Il decreto firmato oggi rappresenta il completamento di un percorso avviato lo scorso febbraio, quando era stato già annunciato lo stanziamento record per il FFO 2025, accompagnato da un altro intervento importante per il settore della ricerca: 37,5 milioni di euro per il finanziamento di nuovi contratti post-dottorato. Le nuove posizioni sono destinate a giovani ricercatori che hanno completato un dottorato, e si inseriscono nel quadro di attuazione del Pnrr. Per ogni contratto è previsto un finanziamento fino a 150.000 euro.
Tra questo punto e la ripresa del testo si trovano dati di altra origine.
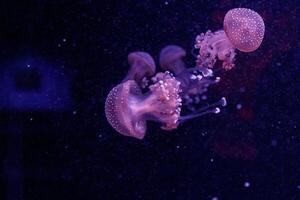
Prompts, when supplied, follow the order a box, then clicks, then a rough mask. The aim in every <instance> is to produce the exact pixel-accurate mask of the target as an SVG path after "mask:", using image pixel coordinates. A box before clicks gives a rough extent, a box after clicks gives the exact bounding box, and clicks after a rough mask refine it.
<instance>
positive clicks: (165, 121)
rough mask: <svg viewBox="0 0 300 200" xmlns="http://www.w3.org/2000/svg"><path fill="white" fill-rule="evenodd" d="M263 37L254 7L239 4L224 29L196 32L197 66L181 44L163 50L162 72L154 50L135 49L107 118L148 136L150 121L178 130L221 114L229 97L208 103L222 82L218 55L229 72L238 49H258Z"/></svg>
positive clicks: (232, 67) (219, 99)
mask: <svg viewBox="0 0 300 200" xmlns="http://www.w3.org/2000/svg"><path fill="white" fill-rule="evenodd" d="M263 36H264V22H263V21H262V18H261V17H260V16H259V15H258V14H257V13H256V12H254V11H252V10H250V9H246V8H237V9H232V10H230V11H229V12H228V13H227V14H226V16H225V19H224V30H220V31H216V32H214V33H213V32H211V31H207V32H206V33H205V34H204V33H202V34H200V35H199V36H197V38H196V43H195V47H196V48H197V49H199V55H198V56H197V59H196V63H195V66H193V67H188V66H187V65H186V64H185V62H184V58H185V56H186V51H185V50H184V49H183V48H182V47H180V46H177V45H168V46H166V47H164V48H163V49H162V50H161V52H160V55H159V65H160V67H161V69H162V71H163V72H157V73H156V65H155V62H154V60H153V58H152V57H151V55H150V54H148V53H146V52H141V51H137V52H132V53H130V54H129V55H128V62H129V65H130V70H129V72H128V74H127V75H126V77H125V78H124V79H123V81H122V82H121V83H120V84H118V85H117V86H115V87H114V88H113V89H112V90H111V91H110V92H109V94H108V96H107V98H106V101H105V115H106V118H107V121H108V122H109V123H110V125H111V126H112V127H113V128H114V129H115V130H116V131H117V132H119V133H120V134H122V135H125V136H129V137H134V138H137V139H143V138H144V137H145V134H146V131H147V121H156V122H159V123H160V124H161V128H162V129H163V130H174V129H176V128H177V127H178V126H179V125H180V124H182V123H184V122H186V121H188V120H190V119H194V118H197V117H201V116H203V115H207V114H218V113H220V111H221V108H222V107H225V106H226V105H227V101H226V98H225V97H221V98H220V99H219V100H218V101H215V102H213V103H207V102H204V101H206V100H207V98H208V97H207V95H206V92H207V91H208V89H209V87H210V86H211V85H214V84H217V83H219V82H220V80H221V78H220V77H219V76H215V71H216V68H215V67H214V65H215V63H216V59H219V60H221V61H223V65H222V66H223V68H224V69H225V70H229V69H232V68H233V66H234V57H235V49H238V50H239V51H243V52H251V51H254V50H256V49H257V48H258V47H259V46H260V44H261V42H262V39H263ZM155 73H156V74H155ZM202 101H203V102H204V103H201V102H202ZM182 110H183V112H182ZM183 113H184V114H183Z"/></svg>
Almeno il 40% delle risorse complessive sarà assegnato a istituzioni universitarie o enti con sede nelle regioni del Mezzogiorno, nell’ottica di ridurre il divario territoriale e incentivare la permanenza dei ricercatori in queste aree.
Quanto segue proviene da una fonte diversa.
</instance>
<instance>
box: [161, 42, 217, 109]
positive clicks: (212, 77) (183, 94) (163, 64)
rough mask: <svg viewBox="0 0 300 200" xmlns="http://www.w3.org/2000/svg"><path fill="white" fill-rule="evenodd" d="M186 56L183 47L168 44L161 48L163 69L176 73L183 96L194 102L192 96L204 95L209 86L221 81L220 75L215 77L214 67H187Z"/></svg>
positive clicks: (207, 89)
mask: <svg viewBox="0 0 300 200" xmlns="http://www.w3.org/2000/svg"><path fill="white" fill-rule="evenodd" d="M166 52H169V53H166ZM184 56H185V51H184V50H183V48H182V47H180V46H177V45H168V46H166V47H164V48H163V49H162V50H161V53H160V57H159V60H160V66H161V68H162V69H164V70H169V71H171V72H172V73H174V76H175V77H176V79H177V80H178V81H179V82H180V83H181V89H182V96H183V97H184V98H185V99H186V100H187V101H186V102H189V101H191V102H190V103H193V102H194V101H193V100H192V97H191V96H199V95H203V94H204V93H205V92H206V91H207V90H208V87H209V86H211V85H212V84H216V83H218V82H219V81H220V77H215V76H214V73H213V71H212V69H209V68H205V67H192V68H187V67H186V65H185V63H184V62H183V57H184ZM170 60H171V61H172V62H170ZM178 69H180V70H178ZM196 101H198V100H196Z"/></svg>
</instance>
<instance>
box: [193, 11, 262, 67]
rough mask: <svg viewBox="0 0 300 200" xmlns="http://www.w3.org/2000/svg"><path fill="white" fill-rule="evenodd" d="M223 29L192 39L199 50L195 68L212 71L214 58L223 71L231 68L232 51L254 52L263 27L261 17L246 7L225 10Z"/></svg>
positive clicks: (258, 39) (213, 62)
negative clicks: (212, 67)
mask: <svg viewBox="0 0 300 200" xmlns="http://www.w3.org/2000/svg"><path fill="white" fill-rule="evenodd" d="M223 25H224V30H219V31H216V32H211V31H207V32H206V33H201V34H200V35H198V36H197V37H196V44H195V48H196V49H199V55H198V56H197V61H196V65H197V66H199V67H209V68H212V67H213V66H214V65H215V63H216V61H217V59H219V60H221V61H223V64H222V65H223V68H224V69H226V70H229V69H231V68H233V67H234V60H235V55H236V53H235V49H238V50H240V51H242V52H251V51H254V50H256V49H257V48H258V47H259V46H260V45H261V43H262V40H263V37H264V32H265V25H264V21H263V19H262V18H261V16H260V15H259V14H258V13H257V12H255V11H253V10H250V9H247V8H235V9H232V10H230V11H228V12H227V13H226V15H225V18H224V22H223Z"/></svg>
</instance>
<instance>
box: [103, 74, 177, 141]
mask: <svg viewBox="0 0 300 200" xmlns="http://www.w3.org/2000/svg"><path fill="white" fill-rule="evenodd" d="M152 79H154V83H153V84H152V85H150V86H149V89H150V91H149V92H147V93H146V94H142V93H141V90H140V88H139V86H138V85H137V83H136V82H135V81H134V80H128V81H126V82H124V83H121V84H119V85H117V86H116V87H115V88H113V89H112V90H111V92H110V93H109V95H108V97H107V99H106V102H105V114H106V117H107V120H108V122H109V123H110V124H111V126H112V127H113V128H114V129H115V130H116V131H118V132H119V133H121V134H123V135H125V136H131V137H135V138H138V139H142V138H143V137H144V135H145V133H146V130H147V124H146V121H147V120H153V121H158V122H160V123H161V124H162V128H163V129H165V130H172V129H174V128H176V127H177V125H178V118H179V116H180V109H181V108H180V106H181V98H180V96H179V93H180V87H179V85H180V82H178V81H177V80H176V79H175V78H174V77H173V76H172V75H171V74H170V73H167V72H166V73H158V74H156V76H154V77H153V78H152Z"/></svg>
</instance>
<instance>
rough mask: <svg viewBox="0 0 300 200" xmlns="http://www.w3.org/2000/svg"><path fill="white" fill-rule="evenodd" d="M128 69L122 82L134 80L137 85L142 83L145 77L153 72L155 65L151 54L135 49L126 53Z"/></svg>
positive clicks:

Parallelamente all’incremento delle risorse, nei mesi scorsi si è sviluppato un intenso dibattito attorno alla riforma della governance del sistema universitario e del reclutamento della ricerca. In particolare, il disegno di legge denominato “Valorizzazione della ricerca” è stato oggetto di critiche e manifestazioni di dissenso da parte di diverse associazioni di categoria, che hanno contestato l’eccessiva precarizzazione delle figure professionali previste. La discussione si è temporaneamente fermata, con la sospensione dell’iter parlamentare del ddl, ma resta aperto il confronto su quali strumenti contrattuali utilizzare per rafforzare la presenza della ricerca nelle università italiane.
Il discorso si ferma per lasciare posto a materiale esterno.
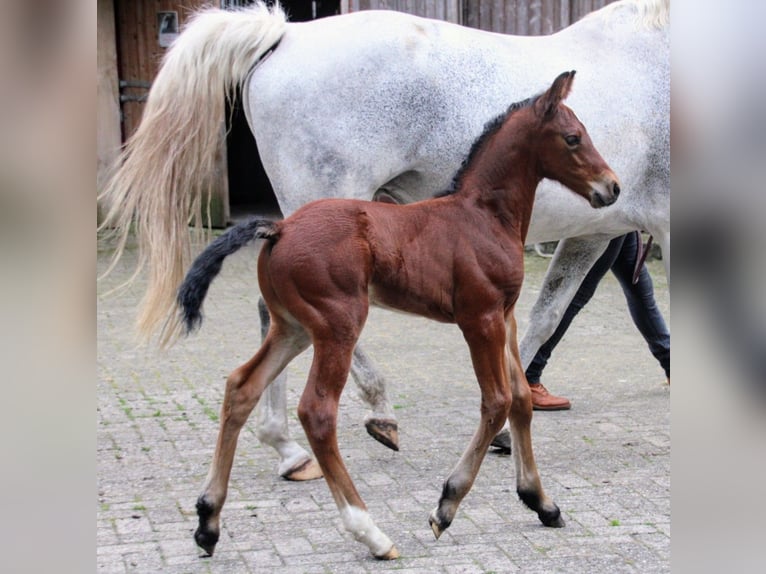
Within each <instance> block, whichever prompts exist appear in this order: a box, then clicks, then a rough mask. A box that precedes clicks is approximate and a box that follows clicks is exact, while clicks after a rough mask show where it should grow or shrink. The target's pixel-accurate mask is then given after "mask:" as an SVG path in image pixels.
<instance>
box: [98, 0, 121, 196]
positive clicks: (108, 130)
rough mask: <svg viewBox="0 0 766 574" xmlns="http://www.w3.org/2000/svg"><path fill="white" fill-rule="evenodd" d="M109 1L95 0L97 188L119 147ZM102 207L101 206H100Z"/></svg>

Il contratto di ricerca (al centro del recente finanziamento da 37,5 milioni) è stato indicato come importante ma non sufficiente, evidenziando la necessità di una struttura più articolata e flessibile per il reclutamento. Resta quindi ancora aperta la questione degli strumenti normativi e contrattuali, indispensabili per trasformare gli investimenti in una strategia coerente di crescita e innovazione.